The EEG findings showed that the brain could not tell the difference between normal and bizarre sentences when under anesthesia. Both the unexpected and the expected words yielded a significant response, meaning that the brain was trying to interpret the meaning of the words.

However, once the volunteers woke up, they did not remember the sentences they had heard, said adjunct professor Dr. Katja Valli, a senior researcher.

The participants were also exposed to unpleasant sounds during the anesthesia. After the they woke up, the sounds were played again and, surprisingly, they reacted faster to these sounds than to new sounds they had not heard before. Participants who were given dexmedetomidine also recognized the played sounds better than by chance, even though they could not recall them spontaneously.

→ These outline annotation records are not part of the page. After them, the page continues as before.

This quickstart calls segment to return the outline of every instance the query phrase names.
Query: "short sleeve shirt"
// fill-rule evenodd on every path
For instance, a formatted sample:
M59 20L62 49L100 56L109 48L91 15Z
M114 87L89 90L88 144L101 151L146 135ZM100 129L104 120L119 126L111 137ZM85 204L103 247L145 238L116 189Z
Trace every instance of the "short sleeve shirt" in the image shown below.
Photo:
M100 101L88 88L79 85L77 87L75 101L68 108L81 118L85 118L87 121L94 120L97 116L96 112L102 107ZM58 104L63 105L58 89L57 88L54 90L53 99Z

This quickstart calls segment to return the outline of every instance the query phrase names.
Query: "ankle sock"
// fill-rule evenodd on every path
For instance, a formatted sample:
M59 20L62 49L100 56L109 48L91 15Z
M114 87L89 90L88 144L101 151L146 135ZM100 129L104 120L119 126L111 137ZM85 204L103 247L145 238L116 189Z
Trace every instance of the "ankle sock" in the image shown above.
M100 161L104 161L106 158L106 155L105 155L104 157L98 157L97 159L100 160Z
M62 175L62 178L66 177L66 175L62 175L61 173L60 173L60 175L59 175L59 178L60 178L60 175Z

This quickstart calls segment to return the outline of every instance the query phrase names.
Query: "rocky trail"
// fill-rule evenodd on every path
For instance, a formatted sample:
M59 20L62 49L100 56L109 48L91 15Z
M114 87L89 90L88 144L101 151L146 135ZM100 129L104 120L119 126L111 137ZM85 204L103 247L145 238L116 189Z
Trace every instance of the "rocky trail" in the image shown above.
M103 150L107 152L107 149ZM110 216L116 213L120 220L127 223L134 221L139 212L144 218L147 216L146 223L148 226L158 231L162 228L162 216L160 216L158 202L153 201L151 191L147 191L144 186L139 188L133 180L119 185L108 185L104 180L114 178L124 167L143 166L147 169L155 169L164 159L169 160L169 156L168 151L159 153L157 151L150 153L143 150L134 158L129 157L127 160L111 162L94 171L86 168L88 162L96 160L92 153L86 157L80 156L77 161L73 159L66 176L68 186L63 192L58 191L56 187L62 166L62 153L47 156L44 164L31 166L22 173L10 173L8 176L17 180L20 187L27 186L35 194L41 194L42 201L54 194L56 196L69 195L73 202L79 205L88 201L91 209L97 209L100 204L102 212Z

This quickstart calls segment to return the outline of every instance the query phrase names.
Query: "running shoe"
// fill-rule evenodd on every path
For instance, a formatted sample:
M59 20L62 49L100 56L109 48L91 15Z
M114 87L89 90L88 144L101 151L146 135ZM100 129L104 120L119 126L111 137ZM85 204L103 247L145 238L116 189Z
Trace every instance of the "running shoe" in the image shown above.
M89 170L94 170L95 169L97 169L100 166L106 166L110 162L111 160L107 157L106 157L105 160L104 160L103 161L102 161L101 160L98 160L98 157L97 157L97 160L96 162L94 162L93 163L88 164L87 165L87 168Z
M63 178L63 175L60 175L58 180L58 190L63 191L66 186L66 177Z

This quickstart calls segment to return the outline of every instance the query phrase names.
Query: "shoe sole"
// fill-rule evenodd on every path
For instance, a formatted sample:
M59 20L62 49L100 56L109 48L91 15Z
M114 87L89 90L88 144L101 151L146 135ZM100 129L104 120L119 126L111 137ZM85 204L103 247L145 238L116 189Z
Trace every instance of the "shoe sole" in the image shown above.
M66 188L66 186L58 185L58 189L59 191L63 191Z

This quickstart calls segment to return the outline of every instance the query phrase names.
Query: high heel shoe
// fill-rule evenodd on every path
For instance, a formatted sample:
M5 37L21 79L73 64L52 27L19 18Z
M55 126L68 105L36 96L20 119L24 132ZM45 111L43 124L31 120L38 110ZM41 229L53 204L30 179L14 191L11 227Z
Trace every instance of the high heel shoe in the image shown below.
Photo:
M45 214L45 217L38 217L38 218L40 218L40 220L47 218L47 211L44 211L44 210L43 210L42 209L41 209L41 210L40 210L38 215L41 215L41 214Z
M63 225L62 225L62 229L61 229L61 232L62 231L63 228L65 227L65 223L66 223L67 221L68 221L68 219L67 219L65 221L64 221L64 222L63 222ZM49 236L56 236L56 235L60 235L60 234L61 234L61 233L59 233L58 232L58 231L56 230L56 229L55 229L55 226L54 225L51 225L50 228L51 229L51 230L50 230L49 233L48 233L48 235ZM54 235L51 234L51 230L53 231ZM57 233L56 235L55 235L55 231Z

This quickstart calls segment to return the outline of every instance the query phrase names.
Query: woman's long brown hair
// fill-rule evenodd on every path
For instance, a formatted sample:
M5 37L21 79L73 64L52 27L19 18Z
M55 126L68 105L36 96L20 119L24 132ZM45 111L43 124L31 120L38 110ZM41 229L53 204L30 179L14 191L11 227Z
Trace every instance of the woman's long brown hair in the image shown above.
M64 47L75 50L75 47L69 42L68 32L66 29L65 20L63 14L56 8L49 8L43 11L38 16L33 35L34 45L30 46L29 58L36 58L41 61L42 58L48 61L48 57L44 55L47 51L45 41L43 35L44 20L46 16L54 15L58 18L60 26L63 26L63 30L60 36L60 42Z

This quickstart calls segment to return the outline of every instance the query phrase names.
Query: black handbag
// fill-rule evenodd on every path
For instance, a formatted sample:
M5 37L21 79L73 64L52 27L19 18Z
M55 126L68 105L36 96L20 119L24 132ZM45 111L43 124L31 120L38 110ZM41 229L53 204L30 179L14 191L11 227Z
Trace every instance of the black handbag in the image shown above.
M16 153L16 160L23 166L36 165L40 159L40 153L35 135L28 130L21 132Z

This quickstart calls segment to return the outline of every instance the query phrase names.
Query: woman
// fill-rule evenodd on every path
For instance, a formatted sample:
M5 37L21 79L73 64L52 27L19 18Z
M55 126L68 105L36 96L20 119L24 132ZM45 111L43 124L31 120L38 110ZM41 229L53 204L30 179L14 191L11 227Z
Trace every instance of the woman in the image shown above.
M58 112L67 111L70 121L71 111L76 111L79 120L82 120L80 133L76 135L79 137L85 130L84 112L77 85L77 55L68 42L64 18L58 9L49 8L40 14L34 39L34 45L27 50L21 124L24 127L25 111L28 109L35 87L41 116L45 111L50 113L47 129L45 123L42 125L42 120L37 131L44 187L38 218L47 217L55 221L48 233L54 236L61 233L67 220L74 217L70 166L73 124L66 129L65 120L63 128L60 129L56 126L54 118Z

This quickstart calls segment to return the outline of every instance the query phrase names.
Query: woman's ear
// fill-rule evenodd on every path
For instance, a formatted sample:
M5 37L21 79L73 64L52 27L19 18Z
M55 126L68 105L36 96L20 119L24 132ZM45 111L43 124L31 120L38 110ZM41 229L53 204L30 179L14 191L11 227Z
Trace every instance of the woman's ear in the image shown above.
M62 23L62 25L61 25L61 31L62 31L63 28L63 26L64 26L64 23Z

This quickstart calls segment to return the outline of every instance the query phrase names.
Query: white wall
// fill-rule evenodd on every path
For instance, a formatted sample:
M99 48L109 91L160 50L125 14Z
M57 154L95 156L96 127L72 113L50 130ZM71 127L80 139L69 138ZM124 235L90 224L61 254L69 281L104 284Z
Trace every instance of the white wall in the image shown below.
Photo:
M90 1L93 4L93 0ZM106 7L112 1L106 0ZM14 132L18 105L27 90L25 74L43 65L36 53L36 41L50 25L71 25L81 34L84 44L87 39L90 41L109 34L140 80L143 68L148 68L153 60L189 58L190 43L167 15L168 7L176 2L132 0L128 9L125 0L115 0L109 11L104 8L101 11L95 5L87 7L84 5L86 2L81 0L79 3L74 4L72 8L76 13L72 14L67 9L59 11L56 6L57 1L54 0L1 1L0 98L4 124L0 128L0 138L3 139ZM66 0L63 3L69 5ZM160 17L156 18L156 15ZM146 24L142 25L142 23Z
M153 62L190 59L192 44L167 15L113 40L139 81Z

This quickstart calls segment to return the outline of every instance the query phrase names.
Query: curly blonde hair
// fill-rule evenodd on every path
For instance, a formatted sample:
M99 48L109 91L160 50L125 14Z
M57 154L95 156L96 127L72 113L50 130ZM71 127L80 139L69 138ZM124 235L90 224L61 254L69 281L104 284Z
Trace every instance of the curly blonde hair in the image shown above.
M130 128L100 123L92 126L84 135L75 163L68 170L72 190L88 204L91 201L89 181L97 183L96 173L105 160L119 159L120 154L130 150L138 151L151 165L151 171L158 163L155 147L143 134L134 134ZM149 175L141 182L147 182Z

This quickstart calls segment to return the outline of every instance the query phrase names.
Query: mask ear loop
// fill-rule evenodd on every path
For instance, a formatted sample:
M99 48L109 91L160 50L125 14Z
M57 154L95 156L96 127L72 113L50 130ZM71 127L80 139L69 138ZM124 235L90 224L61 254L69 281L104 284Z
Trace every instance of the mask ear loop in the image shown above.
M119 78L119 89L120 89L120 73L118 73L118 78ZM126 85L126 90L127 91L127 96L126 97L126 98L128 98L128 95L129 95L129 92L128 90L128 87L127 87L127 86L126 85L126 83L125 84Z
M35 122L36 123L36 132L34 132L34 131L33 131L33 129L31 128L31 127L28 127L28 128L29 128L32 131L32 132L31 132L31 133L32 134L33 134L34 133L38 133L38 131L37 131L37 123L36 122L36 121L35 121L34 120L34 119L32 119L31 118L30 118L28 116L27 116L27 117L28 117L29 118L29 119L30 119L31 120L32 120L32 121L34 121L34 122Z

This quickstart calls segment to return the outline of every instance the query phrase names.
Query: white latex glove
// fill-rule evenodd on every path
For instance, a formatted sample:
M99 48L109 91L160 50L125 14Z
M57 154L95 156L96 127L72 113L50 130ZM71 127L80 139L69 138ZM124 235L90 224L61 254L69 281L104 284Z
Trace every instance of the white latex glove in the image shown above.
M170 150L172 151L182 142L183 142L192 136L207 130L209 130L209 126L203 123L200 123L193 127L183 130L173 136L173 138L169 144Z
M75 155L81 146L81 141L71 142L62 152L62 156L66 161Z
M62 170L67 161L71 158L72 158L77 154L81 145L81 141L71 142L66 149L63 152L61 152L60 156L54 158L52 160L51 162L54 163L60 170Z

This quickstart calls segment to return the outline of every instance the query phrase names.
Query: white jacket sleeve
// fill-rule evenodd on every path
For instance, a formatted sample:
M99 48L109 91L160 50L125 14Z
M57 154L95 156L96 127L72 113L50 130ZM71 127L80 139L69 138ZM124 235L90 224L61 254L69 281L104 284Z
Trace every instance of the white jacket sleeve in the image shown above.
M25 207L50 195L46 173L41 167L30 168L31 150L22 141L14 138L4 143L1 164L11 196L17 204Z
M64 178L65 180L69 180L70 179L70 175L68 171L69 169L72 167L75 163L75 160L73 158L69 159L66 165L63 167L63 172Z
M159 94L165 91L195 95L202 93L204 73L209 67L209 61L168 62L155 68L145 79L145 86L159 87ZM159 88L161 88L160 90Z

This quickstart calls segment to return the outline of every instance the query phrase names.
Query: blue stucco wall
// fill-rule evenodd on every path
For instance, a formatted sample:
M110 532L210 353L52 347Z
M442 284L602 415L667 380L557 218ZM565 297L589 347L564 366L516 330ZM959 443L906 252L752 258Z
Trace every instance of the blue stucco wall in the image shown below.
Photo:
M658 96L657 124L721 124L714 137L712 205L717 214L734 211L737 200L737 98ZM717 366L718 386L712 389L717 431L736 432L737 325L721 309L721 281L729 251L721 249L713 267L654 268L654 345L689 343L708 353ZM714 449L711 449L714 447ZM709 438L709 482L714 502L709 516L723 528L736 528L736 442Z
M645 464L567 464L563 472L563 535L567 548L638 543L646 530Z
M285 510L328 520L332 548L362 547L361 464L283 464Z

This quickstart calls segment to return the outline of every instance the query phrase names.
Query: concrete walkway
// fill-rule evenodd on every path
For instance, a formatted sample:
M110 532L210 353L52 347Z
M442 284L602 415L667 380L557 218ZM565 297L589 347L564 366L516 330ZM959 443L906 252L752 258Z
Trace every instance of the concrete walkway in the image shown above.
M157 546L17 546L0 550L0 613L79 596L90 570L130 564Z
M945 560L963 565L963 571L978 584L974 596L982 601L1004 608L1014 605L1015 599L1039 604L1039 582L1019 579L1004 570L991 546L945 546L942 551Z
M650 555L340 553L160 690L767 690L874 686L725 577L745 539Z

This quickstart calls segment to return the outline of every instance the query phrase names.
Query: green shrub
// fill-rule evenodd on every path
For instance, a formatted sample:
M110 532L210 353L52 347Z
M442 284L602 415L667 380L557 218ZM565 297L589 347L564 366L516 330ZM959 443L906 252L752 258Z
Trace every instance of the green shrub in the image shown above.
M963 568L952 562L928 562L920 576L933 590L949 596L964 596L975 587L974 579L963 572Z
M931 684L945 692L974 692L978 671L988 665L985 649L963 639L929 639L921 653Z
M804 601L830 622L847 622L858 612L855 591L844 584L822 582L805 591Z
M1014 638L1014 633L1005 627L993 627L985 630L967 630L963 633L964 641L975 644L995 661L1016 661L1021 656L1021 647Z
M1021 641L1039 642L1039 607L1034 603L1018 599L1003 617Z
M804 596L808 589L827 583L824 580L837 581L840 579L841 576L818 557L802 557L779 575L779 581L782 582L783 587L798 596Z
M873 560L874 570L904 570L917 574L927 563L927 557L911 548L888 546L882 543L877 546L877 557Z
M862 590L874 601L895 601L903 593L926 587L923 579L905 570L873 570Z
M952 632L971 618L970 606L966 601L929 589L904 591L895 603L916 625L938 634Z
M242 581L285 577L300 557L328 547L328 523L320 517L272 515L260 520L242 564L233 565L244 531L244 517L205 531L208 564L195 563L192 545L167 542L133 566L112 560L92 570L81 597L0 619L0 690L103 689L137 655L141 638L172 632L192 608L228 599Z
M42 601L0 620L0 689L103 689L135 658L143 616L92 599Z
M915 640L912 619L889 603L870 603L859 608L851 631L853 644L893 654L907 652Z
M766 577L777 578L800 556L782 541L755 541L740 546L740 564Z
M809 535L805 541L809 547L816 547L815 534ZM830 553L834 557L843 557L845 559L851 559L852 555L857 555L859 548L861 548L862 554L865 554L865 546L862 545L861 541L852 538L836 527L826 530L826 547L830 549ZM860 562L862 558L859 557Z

This suggests that the brain can process sounds and words even though the subject cannot recall it afterwards. Against common belief, anesthesia does not require full loss of consciousness, as it is sufficient to just disconnect the patient from the environment, says Scheinin.

The EEG results were mostly similar to those of previous studies. However, the new study used constant infusion both when the participants were asleep and awake, which allowed the researchers to differentiate the effects of the drugs on consciousness from other possible direct or indirect effects.

The study also looked at the effects of four different anaesthetics on regional cerebral glucose metabolism with PET imaging. The findings alleviated the concern for potential harmful effects of dexmedetomidine on the ratio of cerebral blood flow and metabolism. In the future, the research will further investigate the link between cerebral blood flow or metabolism and the state of consciousness.

Overall, the findings show that consciousness is not necessarily fully lost during anesthesia, even though the person is no longer reacting to their environment. Dream-like experiences and thoughts might still float in consciousness, and the brain might still register speech and try to decipher words.

Even so, the person will not understand or remember them consciously, and the brain cannot construe full sentences from them.